Infosys, India's second-largest software services exporter, said it expects revenue in this financial year to rise as much as 12 per cent, after posting fourth-quarter profit that slightly missed analyst estimates.
Infosys also said it agreed to buy Kallidus and an affiliate, which provide digital services such as mobile commerce for retail clients, for $120 million.
Bangalore-based Infosys, once seen as the bellwether of India's about $150 billion IT services industry, has in recent years struggled to innovate and retain market share due to a staff exodus that impacted its ability to win lucrative deals.
Under Chief Executive Vishal Sikka, the company has been making big bets on automation and other new technology like artificial intelligence and cloud-based services to regain some lost ground from rivals.

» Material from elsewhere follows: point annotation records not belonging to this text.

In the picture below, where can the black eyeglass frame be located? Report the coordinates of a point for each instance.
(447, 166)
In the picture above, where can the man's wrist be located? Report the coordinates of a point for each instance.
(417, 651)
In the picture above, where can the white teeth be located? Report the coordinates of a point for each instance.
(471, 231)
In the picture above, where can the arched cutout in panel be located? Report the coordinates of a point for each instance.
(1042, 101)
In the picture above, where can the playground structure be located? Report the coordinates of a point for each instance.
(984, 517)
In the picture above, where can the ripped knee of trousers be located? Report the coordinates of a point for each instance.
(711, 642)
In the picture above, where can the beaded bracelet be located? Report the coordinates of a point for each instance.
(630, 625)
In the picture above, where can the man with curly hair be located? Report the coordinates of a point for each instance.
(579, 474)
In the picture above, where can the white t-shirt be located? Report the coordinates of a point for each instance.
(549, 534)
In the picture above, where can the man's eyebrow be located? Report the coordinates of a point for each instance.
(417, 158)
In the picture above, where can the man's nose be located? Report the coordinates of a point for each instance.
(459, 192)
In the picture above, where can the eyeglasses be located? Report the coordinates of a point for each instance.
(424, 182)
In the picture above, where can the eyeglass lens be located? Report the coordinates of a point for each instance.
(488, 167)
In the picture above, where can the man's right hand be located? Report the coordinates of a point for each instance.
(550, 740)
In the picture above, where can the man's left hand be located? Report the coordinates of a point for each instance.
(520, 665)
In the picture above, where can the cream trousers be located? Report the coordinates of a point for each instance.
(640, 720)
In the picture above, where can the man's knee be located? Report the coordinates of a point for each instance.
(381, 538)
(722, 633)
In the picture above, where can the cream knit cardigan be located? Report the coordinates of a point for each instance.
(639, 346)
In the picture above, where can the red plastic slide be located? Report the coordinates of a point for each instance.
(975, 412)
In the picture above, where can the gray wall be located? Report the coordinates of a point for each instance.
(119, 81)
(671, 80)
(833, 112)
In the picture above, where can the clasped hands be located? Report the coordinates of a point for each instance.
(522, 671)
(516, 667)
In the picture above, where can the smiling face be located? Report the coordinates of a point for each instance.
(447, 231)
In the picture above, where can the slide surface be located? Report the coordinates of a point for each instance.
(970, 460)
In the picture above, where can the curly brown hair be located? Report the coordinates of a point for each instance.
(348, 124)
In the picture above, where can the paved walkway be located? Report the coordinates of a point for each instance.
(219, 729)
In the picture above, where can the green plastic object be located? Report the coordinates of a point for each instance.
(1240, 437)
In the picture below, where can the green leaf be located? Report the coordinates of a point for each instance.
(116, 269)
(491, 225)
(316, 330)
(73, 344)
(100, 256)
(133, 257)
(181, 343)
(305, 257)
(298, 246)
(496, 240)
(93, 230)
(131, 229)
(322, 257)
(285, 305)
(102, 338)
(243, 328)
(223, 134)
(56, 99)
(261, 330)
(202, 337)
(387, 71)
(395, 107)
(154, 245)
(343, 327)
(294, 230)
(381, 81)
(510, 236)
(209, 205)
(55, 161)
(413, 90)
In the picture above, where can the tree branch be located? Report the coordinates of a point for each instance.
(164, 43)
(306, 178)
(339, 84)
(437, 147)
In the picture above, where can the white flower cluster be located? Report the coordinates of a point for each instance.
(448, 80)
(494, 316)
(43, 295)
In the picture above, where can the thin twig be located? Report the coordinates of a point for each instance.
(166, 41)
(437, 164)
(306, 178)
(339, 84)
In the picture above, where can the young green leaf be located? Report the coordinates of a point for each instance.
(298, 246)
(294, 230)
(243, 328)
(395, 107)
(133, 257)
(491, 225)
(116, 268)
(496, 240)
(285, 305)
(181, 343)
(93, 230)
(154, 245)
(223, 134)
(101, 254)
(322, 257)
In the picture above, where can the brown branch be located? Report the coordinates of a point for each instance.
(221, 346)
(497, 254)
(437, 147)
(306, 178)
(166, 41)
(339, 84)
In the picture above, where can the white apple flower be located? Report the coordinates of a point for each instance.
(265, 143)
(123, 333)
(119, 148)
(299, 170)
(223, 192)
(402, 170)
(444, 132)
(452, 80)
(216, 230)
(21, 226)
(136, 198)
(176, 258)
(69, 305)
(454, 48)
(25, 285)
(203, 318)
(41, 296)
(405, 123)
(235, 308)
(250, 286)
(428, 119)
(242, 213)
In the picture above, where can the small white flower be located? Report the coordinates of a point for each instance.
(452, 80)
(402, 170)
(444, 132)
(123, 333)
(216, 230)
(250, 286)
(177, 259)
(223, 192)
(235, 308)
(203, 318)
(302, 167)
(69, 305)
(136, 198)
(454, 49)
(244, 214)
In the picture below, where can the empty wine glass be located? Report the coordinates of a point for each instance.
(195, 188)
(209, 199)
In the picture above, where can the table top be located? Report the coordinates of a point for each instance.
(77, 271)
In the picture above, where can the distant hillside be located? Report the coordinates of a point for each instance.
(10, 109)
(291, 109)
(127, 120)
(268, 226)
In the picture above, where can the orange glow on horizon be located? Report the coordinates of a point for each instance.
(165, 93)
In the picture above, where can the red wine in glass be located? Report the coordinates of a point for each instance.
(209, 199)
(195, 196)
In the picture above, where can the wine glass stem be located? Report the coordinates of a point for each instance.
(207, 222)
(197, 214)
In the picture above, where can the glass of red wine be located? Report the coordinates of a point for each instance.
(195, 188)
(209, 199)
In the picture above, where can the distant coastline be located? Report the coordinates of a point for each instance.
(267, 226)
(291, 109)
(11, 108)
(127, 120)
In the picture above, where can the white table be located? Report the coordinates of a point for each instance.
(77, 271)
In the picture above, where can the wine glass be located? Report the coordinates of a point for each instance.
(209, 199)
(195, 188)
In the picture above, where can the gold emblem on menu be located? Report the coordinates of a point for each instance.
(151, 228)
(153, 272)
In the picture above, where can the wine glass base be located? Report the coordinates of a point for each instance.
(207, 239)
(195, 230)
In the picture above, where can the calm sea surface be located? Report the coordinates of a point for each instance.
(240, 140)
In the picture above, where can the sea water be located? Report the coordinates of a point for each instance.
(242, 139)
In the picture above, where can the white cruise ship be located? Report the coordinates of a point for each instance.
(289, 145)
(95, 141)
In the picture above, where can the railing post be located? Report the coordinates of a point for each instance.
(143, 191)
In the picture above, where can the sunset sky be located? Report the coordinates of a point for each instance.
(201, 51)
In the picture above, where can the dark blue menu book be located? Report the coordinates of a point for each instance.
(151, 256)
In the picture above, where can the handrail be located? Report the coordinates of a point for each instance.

For the year ending March 2016, Infosys said it expects revenue growth of 10 per cent to 12 per cent. Revenue grew 6.4 per cent in the last fiscal year to Rs 533.19 billion ($8.39 billion).
Pricing continues to be under pressure due to increasing commoditization in the traditional outsourcing business, requiring the company to ramp up productivity through automation, Chief Operating Officer UB Pravin Rao said in a statement.
Infosys, which provides IT services to clients like Apple, Volkswagen AG and Wal-Mart Stores, also said fourth-quarter net profit reached 30.97 billion rupees, from Rs 29.92 billion a year earlier.
Analysts, on average, were expecting it to make Rs 31.86 billion, according to Thomson Reuters data.
Revenue, two-thirds of which comes from clients in the United States and Europe, rose 4.2 per cent in the quarter to Rs 134.11 billion, as the company added 52 new clients.
Shares of Infosys fell more than 5 per cent after the earnings release.
Last week, bigger rival Tata Consultancy Services posted weak revenue numbers, worrying money managers that the slowdown seen by India's largest software services exporter could be an indicator of an industry-wide trend.
Researcher Gartner earlier this month said worldwide IT spending was set to fall 1.3 per cent from last year to $3.66 trillion in 2015, blaming the slowdown mainly on the rising US dollar.